Musik statt Krankenhaus bei Benefizgala.
Musik statt Krankenhaus bei Benefizgala. ©edithhaemmerle

Dornbirn. Mit seiner Band “R.T.F.M.”, die seine Wurzeln in “mothers little helpers” hat – von Pflegern und dem Chefarzt gegründet – ist Albert Lingg für zahlreiche Hilfsorganisationen auf Tour.
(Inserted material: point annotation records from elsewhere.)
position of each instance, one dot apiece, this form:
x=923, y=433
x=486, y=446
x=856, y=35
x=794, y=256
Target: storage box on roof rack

Am Donnerstagabend punktete er mit Stones-Titeln bei der Benefizgala in der “Wirtschaft” im WIFI in Dornbirn. Zusätzlich unterstütz die Band mit dem CD-Verkauf das Hilfswerk von Pater Sporschill in Moldawien – nach dem Grundsatz: wer Musik hat, braucht keinen Psychiater. Wenn Primar Lingg statt des weißen Kittels in einem poppigen Shirt mit dem Mikrofon auf der Bühne steht, wird aus dem Arzt der Vollblutmusiker. Lingg, als waschechter Wälder, sang für seine Fans aus dem “Would”, die zahlreich erschienen waren, den Dialektsong “Lass mi in Ruah”. Seine Musik nicht entgehen ließen sich auch Harald Gisinger von der Dornbirner SPK, Jochen Klimmer (Wohnbau Klimmer), Thomas Breuss (Heiz-Bösch) und Marty Rauch (Agentur IRR). Die Stadt Dornbirn war vertreten durch Stadtrat Gebhard Greber und Herbert Kaufmann (Stadtmarketing), der sich mit seiner Gattin Elisabeth unter die Besucher gesellte. Bevor die Musiker aufs Gas drückten, gab es ein exklusives Konzertmenü, serviert von der Crew um Wolfgang Preuß. Dies ließen sich auch Helmut Mark (Optik und Schmuck) und seine Gattin Heidi nicht entgehen. Sonderapplaus bekam die Band auch immer wieder, wenn sich die blonde Lady Astrid Zylla in Szene setzte. Ein Musikgenuss für Leib und Seele.